Over in the US of A: The Donald’s desultory rally was trolled by US teens and K Pop fans, and the Wall Street Journal is cheering the fact that non-tech shares are now helping lead Wall Street’s rally.
For the iSheep among us: The outcome of this evening’s keynote to open Apple’s first-ever virtual WWDC at 7am CLT will likely lead business news tomorrow. You can watch the keynote here live.
News triggers in these final days of the month: The CBE will review interest rates this coming Thursday, and the IMF’s executive board is to meet on Friday to discuss Egypt’s request for a USD 5.2 bn standby facility, according to the fund’s calendar.
A little less certain: Founding members of the East Med Gas Forum were to meet this month in Cairo to finalize their founding charter, but no date has yet been announced. Meanwhile, the government’s fuel pricing committee is set to meet in the first week of July for its quarterly review of fuel prices. The committee cut prices on all grades of fuel by 0.25 EGP at its last meeting in April.
COVID-19 IN EGYPT-
The Health Ministry confirmed 87 new deaths from covid-19 yesterday, bringing the country’s total death toll to 2,193. Egypt has now disclosed a total of 55,233 confirmed cases of covid-19, after the ministry reported 1,475 new infections yesterday. We now have a total of 16,214 confirmed cases that have since tested negative for the virus after being hospitalized or isolated, of whom 14,736 have fully recovered.
The Health Ministry expects to see a drop in new covid-19 cases by mid-July, head of the ministry’s covid-19 control committee Hossam Hosny told talk show host Khaled Abu Bakr last night.

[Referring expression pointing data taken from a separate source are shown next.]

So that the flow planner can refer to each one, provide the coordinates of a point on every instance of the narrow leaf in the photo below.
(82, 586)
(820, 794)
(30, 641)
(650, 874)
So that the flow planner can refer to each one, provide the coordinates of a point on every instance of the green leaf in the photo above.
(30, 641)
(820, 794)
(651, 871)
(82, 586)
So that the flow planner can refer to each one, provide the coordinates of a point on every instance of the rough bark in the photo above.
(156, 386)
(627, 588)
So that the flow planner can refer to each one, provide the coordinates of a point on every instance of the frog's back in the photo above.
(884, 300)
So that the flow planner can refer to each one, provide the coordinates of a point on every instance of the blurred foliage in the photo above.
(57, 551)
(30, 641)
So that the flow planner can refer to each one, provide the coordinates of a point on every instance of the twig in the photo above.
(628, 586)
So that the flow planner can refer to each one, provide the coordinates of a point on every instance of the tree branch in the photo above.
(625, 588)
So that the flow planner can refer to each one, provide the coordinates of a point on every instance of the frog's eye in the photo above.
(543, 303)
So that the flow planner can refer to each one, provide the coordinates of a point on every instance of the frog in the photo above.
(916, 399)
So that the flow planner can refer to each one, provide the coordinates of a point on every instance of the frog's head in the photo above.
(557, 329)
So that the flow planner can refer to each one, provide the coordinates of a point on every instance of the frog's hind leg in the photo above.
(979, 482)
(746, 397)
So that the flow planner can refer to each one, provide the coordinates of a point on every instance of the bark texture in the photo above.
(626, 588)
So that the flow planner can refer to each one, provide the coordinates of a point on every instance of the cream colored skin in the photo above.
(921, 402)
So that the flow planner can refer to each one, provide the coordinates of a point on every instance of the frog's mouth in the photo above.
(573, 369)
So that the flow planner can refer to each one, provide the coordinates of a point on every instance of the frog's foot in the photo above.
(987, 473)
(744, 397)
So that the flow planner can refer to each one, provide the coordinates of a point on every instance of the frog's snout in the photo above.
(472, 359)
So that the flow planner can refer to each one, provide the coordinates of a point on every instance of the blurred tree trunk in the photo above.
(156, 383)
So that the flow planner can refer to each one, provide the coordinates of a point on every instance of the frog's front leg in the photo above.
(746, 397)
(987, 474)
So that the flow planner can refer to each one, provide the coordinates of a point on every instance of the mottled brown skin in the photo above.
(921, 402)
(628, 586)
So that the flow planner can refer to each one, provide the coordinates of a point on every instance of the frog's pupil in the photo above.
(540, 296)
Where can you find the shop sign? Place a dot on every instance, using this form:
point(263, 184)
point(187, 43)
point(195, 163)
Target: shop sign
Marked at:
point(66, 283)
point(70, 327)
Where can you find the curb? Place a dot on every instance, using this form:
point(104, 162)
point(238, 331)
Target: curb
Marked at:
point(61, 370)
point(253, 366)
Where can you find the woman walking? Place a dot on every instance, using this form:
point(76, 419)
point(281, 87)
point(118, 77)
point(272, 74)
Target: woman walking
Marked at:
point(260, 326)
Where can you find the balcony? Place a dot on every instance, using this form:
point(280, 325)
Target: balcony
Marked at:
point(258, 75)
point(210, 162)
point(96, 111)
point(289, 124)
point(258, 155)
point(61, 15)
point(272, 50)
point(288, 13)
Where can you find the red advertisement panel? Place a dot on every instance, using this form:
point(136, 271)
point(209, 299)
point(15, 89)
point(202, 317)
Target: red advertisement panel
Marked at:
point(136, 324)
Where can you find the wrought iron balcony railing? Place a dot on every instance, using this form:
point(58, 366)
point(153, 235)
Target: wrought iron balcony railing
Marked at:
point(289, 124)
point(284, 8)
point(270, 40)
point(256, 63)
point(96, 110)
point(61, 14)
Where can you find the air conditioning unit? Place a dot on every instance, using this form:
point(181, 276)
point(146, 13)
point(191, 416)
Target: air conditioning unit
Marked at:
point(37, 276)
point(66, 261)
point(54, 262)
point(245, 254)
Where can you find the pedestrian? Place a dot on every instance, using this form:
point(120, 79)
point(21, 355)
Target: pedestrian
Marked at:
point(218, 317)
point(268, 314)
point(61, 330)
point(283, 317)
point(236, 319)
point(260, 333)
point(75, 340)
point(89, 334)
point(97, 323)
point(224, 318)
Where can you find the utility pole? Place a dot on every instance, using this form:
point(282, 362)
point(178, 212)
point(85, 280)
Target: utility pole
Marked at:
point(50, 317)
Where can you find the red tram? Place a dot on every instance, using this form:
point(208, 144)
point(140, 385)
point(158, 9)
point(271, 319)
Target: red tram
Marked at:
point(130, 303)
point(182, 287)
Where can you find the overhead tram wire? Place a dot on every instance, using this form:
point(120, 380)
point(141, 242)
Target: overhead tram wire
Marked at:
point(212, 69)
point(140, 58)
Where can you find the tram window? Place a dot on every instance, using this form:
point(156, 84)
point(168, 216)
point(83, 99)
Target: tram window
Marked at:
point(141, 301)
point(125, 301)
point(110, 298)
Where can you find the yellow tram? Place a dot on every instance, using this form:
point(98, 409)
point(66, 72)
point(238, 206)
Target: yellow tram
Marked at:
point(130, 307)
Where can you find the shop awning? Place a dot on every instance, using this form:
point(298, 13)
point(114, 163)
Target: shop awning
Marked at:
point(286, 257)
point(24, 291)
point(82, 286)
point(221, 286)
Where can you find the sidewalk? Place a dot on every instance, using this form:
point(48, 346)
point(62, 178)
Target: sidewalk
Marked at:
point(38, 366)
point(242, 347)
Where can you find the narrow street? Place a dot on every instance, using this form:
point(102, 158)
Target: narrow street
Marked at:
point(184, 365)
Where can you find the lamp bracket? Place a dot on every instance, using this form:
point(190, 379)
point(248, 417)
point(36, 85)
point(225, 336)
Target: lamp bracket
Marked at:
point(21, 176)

Hosny also hinted at forthcoming news on the availability of more beds for covid-19 patients (watch, runtime: 4:45).
The Central Bank of Egypt has extended until 15 September its decision to exempt EGP-denominated transfers between local banks from fees and commissions, according to a circular (pdf). The CBE first ordered banks to charge no fees and commissions on these transfers in March as part of a bid to reduce footfall in branches.
Cleopatra Hospitals transformed two of its hospitals — El Katib and Queens — into covid-19 isolation and treatment facilities in mid-May, the company announced yesterday (pdf). The group has also launched home visits and a telemedicine app to aid patients who wish to be treated from home.
ON THE GLOBAL FRONT-
Dubai is opening its doors to tourists on 7 July for the first time since going on lockdown, according to Bloomberg. Incoming visitors will have to present certification verifying they have tested negative for covid-19 or be tested at the airport.
Israel may reimpose lockdown measures if citizens don’t abide by mask-wearing and social-distancing rules, Prime Minister Benjamin Netanyahu warned on Sunday, following a spike in new covid-19 cases, Bloomberg reports.
AND THE REST OF THE WORLD-
Japan is trying to lure Hong Kong-based financial institutions to Tokyo as concerns about Chinese encroachment in the territory grow, the Financial Times reports. The government is reportedly considering offering visa waivers, office space without charge, and tax advice to asset managers, traders and bankers in a bid to capitalize on fears triggered by China’s national security law. The bill would give Beijing the right to intervene directly to disperse gatherings and supervise policing of “subversive events” in the city and would see China setting up a central office in Hong Kong authorized to gather intelligence, among other things, reports the Wall Street Journal, citing newly released details of the controversial bill.